Turtle watched quietly as VII Gemina entered the station's axial cylinder. "Masterful steersmanship," he said.
"You have to do it right," WarAvocat said. "We have secrets even from ourselves, I think. No one's ever told me why we run the Tube." VII Gemina left the Tube and began accelerating. "We go back onto the Web now."
"I fear I've missed the strategy here." Turtle did not have to feign ignorance now. "Why should everyone break off the Web here?" The answer, by remaining elusive, had kept him from bringing the Dire Radiant in here.
"No choice. This is the most unusual strand on the Web. There's a break in the strand here. The gap is only a few light seconds across, but it's enough. Any attacker has to come off. He has to cross the gap under fire. Messenger ships are always stationed at the tag end on the other side. You can take the Barbican by surprise, but anything beyond will be a deathtrap before you get there."

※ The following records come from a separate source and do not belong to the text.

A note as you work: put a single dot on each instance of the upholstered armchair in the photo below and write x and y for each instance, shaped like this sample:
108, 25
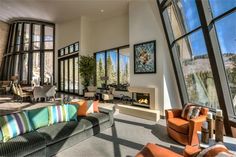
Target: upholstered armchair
182, 130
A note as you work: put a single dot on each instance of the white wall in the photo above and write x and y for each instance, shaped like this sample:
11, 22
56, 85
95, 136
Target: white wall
145, 25
110, 33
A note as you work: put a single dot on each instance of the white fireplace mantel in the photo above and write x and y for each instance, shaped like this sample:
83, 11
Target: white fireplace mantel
150, 91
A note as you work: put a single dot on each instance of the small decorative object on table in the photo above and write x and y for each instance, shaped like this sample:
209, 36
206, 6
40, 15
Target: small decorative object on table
205, 133
67, 100
210, 124
219, 125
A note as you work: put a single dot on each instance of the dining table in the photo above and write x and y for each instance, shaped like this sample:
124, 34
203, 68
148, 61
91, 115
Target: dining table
28, 88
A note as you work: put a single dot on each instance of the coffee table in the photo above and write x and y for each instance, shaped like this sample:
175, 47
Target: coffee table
229, 142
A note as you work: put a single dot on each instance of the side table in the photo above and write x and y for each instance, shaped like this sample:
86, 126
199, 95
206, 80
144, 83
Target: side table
229, 142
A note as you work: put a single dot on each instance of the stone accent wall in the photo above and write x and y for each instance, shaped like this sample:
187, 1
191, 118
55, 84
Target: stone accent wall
4, 29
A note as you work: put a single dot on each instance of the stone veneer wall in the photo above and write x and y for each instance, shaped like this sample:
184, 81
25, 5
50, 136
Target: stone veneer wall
4, 29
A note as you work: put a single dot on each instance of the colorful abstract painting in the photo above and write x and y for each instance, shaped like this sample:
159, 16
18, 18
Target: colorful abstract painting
145, 57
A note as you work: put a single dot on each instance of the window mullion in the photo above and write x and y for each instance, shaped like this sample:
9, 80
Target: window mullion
215, 70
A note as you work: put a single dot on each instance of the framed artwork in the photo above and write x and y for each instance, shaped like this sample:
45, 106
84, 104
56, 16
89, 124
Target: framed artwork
71, 48
145, 57
66, 50
77, 46
61, 52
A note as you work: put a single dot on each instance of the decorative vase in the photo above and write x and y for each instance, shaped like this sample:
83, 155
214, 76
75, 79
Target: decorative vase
205, 135
210, 124
219, 125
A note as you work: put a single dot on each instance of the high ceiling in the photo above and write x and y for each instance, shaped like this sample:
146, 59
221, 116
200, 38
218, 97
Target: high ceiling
61, 10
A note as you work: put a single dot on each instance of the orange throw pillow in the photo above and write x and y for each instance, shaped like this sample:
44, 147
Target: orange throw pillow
95, 106
86, 107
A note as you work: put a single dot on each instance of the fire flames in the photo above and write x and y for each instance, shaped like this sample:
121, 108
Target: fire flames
143, 101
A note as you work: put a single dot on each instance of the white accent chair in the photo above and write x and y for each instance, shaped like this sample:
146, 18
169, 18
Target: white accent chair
91, 92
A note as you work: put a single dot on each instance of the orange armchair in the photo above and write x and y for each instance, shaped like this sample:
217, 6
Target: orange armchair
182, 130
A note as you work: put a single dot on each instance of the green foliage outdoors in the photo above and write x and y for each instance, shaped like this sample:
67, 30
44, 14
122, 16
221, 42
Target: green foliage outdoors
87, 68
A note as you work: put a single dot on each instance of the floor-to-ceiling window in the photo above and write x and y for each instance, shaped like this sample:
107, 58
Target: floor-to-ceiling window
30, 52
201, 37
100, 69
188, 45
112, 67
68, 58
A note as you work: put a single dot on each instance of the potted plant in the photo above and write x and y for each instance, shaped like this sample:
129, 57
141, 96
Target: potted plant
87, 68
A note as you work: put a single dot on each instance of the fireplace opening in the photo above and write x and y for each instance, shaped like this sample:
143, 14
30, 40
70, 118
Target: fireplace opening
141, 99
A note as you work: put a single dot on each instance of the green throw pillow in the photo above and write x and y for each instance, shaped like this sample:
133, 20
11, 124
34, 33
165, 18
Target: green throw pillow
38, 117
72, 109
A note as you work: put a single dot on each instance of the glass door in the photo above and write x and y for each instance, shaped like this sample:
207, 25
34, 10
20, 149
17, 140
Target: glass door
69, 75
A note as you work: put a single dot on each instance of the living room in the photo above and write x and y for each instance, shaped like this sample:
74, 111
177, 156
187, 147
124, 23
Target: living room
141, 72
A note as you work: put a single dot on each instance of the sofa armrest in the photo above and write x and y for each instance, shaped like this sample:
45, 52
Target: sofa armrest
152, 150
172, 113
109, 111
194, 126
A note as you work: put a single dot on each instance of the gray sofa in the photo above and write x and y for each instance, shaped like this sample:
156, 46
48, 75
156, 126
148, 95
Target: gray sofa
49, 140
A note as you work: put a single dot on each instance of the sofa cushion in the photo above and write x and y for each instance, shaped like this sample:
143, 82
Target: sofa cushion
22, 145
14, 124
60, 131
62, 113
38, 117
179, 125
95, 118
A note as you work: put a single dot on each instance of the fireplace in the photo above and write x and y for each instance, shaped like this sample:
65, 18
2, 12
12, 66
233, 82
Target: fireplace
141, 99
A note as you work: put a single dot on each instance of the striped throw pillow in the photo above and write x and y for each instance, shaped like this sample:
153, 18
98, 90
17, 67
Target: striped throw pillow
57, 114
62, 113
15, 124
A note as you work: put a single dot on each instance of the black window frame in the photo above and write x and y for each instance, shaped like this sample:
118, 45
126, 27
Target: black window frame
118, 63
216, 59
13, 28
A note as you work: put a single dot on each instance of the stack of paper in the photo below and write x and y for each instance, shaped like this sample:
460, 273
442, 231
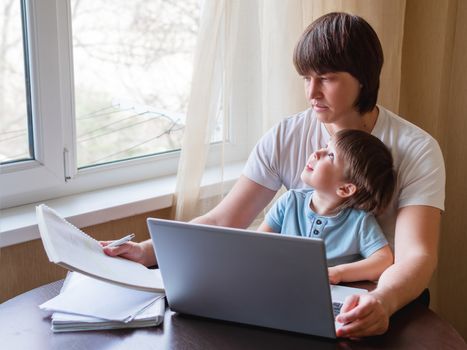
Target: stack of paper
68, 246
103, 292
85, 303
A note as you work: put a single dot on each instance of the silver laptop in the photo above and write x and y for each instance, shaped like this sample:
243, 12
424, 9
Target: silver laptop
261, 279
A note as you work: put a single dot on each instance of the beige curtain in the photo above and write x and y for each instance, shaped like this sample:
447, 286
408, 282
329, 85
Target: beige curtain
203, 107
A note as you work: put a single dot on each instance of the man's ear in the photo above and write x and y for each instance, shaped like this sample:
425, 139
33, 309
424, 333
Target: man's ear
346, 190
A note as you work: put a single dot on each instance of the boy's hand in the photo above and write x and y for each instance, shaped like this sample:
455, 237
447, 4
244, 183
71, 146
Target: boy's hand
334, 275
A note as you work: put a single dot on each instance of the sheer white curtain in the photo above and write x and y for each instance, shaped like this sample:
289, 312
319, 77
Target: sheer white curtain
251, 42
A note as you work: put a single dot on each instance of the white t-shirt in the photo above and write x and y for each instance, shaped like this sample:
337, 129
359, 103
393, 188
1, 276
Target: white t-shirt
281, 154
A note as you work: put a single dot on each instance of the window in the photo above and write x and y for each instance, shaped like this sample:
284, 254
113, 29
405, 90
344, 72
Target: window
100, 96
132, 74
16, 144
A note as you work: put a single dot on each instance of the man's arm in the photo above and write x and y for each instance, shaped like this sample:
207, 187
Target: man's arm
416, 257
238, 209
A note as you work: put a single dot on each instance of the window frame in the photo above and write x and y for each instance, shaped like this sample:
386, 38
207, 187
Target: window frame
53, 173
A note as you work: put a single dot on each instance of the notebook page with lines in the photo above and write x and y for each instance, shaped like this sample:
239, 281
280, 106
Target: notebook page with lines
69, 247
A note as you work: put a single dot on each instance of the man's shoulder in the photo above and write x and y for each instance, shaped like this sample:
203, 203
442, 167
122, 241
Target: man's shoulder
402, 129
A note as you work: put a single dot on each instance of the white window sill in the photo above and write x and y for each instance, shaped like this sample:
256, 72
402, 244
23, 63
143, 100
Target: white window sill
18, 224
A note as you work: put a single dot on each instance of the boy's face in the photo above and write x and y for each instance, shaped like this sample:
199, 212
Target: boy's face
324, 170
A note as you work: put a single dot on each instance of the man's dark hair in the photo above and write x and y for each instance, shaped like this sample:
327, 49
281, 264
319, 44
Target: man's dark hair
369, 166
339, 42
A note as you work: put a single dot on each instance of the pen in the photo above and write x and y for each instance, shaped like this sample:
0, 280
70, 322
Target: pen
121, 240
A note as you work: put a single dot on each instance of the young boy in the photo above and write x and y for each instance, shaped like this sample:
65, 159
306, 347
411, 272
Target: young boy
352, 180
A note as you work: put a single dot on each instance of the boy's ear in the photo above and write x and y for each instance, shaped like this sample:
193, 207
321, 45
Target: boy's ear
346, 190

"Has it been tried?" He knew it had. What he did not know was why attacks against Starbase inevitably failed.
"Everything has been tried. That, half a dozen times."
"And there were no survivors to carry the news."
"None. The price of attacking Starbase is absolute and final."
VII Gemina climbed onto the Web with hydraulic ease. The wall, still carrying a forward view, flashed on a gleaming strand. The Guardship surged along it. In seconds the wall went nova.
The light storm cleared. The wall revealed the shine of a guttering red dwarf glimmering off the backs of two orbital fortresses and the complex they guarded. The primary around which the three scampered was a supergiant with a thousand moons, a planet a minim short of being fat enough to become a star itself. Turtle wondered how it had come to be paired with the red dwarf.